Duties for a Long Haul Truck Driver
The lives of long haul truck drivers are not only a mix of adventure and traveling, but also a call to sacrificing the daily presence at dinner tables with their families. Over-the-road drivers often drive from coast to coast for at least three weeks and, therefore, live exciting but nomadic lifestyles. The drivers spend most of their time inside their trucks and are often unsure when and where their next loads will take them. They return to their homes after every few weeks, but they do not have all the time to spend at home doing the daily chores of homemaking and parenting. So what does it take to be a long haul truck driver?
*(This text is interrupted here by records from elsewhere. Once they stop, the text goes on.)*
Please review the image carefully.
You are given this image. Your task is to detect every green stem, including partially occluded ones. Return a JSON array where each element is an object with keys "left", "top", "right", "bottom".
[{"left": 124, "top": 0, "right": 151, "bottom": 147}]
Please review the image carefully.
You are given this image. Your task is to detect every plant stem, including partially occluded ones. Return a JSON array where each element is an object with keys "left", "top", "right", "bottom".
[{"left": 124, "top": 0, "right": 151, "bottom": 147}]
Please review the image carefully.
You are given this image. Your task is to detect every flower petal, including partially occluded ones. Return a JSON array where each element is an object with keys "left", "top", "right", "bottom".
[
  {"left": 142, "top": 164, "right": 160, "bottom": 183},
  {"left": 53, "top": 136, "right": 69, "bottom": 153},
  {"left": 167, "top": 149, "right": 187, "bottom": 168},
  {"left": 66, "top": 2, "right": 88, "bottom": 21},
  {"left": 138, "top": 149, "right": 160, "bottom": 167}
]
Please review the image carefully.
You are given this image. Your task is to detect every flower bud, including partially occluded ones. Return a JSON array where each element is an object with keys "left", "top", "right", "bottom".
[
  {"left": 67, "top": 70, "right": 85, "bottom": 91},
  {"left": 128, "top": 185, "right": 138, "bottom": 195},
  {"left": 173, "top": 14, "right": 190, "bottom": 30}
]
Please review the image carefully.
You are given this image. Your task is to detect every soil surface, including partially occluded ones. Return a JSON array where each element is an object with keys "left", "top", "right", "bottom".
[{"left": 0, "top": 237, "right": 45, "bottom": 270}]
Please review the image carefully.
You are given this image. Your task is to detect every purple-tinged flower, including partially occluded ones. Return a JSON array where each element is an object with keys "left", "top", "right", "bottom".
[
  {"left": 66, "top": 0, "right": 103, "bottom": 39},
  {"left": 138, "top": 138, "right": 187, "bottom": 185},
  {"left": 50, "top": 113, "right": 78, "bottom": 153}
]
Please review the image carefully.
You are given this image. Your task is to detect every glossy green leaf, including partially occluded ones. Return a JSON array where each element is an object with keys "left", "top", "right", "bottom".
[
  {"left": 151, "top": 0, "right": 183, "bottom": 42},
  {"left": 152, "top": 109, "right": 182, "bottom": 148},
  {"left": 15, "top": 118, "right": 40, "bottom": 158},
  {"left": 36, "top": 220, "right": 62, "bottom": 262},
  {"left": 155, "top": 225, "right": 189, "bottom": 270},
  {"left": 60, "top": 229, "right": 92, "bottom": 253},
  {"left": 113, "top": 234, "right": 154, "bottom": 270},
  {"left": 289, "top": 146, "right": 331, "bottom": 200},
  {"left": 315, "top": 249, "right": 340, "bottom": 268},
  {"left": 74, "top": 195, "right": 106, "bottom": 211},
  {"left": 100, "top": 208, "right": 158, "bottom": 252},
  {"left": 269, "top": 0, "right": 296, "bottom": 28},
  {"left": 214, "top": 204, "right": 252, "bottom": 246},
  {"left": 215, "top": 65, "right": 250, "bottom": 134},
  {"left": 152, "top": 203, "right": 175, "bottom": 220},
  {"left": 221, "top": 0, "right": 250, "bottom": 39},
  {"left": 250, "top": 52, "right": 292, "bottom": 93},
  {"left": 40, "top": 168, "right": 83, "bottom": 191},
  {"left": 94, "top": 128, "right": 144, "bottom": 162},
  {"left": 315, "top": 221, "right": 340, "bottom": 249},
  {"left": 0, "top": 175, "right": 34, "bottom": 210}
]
The solitude of long haul trucking requires individuals with strong character because spending around 20 out of your 24 daily hours in seclusion requires immense resilience and a positive attitude. Moreover, during their work, the truckers have dock workers, waitresses and other drivers as their only companions, and may never find the calm and space to engage in conversations with these people. So, long haul truck drivers should be individuals who can cheer themselves up, remain focused even in adversity and have enough mental strength to take on the challenges, fears and anxieties that the long hours of loneliness and driving present. Part of the character of the long haul truck driver must be the ability to travel locally, regionally and across the country. They must be people who can tolerate long hours of driving and must, therefore, be in good and robust physical health. Besides, they must be disciplined enough to adhere to the strict driving regulations, such as the number of hours each driver can work every week. Similarly, the drivers should have the capacity to select the safest driving routes and to adhere to the strict transportation deadlines. Equally, long haul truck drivers should have good driving judgment and good eyesight.
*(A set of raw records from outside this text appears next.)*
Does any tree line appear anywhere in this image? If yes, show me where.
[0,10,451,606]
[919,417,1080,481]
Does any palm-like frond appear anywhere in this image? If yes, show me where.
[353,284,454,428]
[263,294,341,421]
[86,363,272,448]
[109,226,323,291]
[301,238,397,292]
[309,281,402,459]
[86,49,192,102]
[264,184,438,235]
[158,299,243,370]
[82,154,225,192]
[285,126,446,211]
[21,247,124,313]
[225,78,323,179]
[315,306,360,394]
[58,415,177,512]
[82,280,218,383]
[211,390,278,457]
Training, Certification and Licensing
To be long haul truck drivers, individuals must have at least GED certificates or high school diplomas. The prospective drivers usually enroll in truck driving courses in accredited institutions in order to gain experience. After they complete their driving training and receive their certificates, the drivers pursue a CDL course in which they must pass a written exam and demonstrate strong truck operation abilities. They are then issued with the commercial driver’s license (CDL) for the states or countries where they live. Generally, drivers issued with CDL licenses must be 21 years or older, not suffering from diabetes or epilepsy, have normal vision, blood pressure, hearing and general health, have never been convicted of DUI, crime of using drug or felony involving a vehicle, and must have passed the written safety regulations exam.
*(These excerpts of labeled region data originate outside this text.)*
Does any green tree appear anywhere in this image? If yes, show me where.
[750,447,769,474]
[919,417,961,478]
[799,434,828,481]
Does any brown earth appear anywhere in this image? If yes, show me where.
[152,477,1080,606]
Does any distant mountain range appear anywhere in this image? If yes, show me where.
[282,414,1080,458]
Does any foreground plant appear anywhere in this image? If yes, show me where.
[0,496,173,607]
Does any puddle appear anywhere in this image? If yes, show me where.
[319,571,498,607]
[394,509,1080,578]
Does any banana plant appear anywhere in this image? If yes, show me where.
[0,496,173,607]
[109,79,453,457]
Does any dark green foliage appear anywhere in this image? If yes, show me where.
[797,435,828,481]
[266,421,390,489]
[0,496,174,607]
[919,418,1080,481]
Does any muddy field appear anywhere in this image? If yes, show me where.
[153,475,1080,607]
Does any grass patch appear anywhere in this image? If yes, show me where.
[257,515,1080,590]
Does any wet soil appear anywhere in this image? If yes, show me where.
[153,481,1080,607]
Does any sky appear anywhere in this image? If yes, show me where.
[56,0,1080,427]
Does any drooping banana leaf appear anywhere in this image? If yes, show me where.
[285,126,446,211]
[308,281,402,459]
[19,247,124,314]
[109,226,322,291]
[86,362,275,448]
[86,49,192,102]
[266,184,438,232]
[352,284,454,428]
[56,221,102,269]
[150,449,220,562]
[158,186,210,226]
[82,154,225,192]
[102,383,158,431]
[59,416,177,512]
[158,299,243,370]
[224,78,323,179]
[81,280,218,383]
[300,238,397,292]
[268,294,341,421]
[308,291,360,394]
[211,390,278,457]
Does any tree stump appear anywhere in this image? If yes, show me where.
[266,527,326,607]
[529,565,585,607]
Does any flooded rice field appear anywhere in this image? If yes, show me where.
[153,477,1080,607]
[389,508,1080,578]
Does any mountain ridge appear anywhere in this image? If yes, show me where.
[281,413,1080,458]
The drivers must be capable of discharging the responsibilities of long haul truck drivers before they can start work. For instance, the drivers must have the ability to drive and operate articulated or straight trucks that weigh more than 4600kg and have 3 or more axles. The drivers must also be able to keep an eye on all aspects of the truck during loading and unloading, and must be able to ensure the safety of cargo and equipment. Similarly, the drivers should be able to perform emergency roadside repairs, obtain the special documents required to transport commodities on international routes and keep track of the distance travelled, cargo, fuel, and other information on the on-board computer or in the log book. Equally, long haul truck drivers should be able to conduct pre-trip inspections of lights, tires, cold storage and brakes; to master the safety precautions to employ when transporting dangerous or hazardous products, and to drive as part of convoys or two-person teams.